Wait. You would trust this man -- willing to quote people inaccurately, willing to expose confidential sources, and demanding to indoctrinate children in schools with the social task of determining when someone is lying, and when they are articulating a sincerely held opinion?
People in a community "believed a lie"? Or simply *had a different opinion* on their understanding of the intentions and actualities of something like the "death panels" issue?
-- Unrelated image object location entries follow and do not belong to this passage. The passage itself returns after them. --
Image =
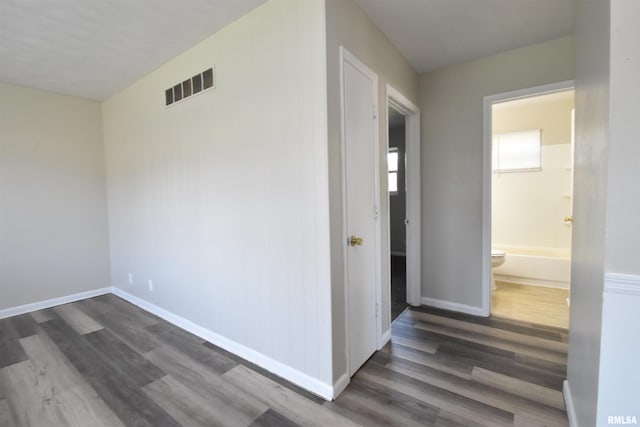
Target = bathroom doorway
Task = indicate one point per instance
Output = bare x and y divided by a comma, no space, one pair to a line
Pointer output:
397,210
531,188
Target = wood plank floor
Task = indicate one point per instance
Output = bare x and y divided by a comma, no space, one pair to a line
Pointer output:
528,303
105,362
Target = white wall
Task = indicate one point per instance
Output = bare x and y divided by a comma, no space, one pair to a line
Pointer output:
53,223
451,104
619,348
222,200
590,198
528,207
349,26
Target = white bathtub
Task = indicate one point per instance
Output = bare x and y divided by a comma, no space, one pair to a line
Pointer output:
535,266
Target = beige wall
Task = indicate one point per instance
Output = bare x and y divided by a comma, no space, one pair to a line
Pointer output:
53,222
527,208
551,113
452,161
222,200
349,26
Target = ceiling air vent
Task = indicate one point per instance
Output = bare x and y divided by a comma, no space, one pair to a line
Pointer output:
193,86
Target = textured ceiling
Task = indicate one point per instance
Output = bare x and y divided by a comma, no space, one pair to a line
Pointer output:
94,48
435,33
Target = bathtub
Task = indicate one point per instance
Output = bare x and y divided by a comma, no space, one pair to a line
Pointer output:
535,266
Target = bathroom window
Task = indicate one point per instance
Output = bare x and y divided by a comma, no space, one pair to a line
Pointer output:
392,162
517,151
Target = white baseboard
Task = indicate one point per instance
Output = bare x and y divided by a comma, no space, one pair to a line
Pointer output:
41,305
453,306
300,379
568,401
626,284
340,385
384,339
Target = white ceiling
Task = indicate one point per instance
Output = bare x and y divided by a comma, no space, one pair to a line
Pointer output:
94,48
435,33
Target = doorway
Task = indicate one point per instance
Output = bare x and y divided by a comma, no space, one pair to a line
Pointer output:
396,167
530,203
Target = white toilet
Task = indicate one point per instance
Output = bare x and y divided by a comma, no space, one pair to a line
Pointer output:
497,259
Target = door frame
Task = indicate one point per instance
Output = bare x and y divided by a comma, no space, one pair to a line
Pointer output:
346,56
413,206
487,104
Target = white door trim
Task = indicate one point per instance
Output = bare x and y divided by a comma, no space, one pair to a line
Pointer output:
487,103
346,56
413,200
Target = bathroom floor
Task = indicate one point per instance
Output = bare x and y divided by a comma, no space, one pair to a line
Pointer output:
534,304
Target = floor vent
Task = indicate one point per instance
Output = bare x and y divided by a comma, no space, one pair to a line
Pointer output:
193,86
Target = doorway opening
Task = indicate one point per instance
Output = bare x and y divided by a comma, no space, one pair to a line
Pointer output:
404,210
530,209
396,167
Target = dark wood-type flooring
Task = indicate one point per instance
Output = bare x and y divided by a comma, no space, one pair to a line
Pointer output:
105,362
398,285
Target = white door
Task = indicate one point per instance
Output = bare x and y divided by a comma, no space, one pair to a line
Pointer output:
360,152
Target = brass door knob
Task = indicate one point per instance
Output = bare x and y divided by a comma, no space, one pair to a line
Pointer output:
355,241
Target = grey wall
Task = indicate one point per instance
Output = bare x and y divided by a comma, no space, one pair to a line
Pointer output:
349,26
222,199
451,104
398,202
590,198
53,213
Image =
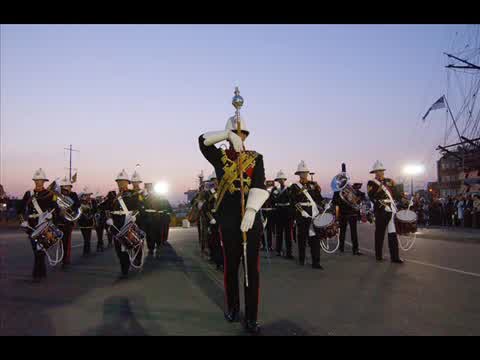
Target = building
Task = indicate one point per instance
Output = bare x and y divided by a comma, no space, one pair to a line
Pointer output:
190,195
458,172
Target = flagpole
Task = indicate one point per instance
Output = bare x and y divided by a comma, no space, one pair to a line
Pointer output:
453,119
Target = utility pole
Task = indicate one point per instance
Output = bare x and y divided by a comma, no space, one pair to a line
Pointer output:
70,149
469,65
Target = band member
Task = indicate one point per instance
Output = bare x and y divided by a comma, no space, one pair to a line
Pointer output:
99,221
348,215
120,210
306,199
214,236
64,224
136,181
34,207
229,216
153,224
108,204
383,192
284,216
86,221
267,217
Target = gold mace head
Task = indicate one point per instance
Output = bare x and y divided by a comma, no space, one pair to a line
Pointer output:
237,100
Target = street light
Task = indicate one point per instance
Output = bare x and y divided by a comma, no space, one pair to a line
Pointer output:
413,170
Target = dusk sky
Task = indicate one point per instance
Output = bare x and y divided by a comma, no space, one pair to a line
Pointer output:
142,94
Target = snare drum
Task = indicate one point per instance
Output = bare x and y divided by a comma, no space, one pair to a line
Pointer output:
405,222
47,234
130,236
325,226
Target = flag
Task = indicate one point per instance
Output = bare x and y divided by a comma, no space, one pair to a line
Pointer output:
439,104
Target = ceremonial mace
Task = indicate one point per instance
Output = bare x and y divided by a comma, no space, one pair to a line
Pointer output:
237,103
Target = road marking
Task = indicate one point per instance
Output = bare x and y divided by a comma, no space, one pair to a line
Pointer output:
427,264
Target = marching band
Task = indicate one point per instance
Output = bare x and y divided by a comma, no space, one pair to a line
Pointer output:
238,213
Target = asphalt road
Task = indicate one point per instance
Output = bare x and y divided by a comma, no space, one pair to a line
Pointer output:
436,292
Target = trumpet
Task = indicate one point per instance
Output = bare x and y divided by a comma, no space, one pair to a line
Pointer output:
66,203
347,193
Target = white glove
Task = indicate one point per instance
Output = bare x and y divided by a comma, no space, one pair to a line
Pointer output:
236,141
248,220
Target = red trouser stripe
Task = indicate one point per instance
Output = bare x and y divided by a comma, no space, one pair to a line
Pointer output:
258,285
224,267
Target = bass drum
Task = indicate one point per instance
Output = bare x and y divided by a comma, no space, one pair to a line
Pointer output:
130,236
47,235
326,229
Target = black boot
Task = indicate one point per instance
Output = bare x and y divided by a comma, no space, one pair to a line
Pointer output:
252,327
232,316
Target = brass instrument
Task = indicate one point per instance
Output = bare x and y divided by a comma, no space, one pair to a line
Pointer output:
65,203
237,103
340,184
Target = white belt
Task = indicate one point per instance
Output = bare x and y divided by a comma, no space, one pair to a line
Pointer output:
120,212
305,204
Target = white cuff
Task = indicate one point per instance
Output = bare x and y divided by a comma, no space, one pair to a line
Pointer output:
256,198
214,137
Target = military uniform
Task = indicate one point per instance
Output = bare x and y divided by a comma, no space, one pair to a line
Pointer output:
284,219
267,213
347,215
67,227
384,216
86,223
99,222
214,236
133,202
153,225
229,216
304,224
46,201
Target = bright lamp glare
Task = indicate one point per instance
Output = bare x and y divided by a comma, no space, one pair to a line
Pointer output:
161,188
413,169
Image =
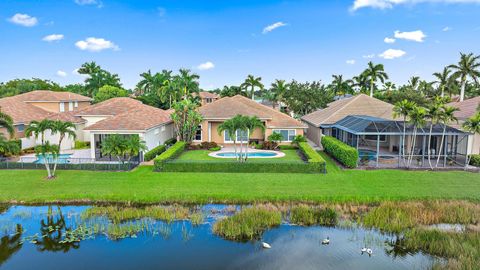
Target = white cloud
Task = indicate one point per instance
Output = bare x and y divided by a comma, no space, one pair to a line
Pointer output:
24,20
206,66
389,40
96,44
272,27
417,36
386,4
61,73
53,37
392,54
It's one thing to hold a "progressive" opinion -- it's another to foist it on the public coercively by claiming it is a scientific proposition. (Of course, this is what the White House did with their notorious [email protected] concept of turning in your neighbour if they promulgated "incorrect" information about the health care bill.)
I see all this differently.
I see newspapers, in keeping with First Amendment values, not as targets to be hijacked by progressive social justice movements and turned into bully pulpits, but commercia propositions that may be staggering now, but will find a way to adapt and continue to make money with ads as well as paid content and subscriptions. However they survive and continue to serve the public interest *really*, it will not by becoming sectarian committees of the politically-correct.
Rather than "22 rules," we need simpler validation of what is already implicit in the First Amendment:
The right to an editorial voice.
The right to a political position.
The right to make news judgements.
The right to reflect a variety of viewpoints.
Millions of people aren't persuaded by the incantation of universality arguments -- UN treaties, legal language -- that waterboarding is torture. They will have to be convinced in the way you always have to convince people if you do it legitimately, with argumentation, reasoning, facts, field cases, etc. -- not by shaming and browbeating.
P.S. Gillmor's response is to claim his rules are for "transparency" and "inclusiveness" -- both the new "progressive" buzzwords for coerced political correctness.
P.P.S. The ankle-biting Timothy Post, failing as usual to have an original thought, falls back on the usual geek forums-fighter gambit of claiming that *criticism* of a position like Gillmor's (so unexpected! *gasp!* How can this be?!) is the same thing as "attempting to silence" them or "drive them off the Interwebs". I'm not for driving anyone off the Internet (Post and his ankle-biting fellow Komsomoltsy work at that assiduously with their constant mocking, bullying, and harasasment of people whose views they don't like). I would consider adding a new rule for a $100 fine for any time someone used the smarmy little fanboyz term "interwebs" however.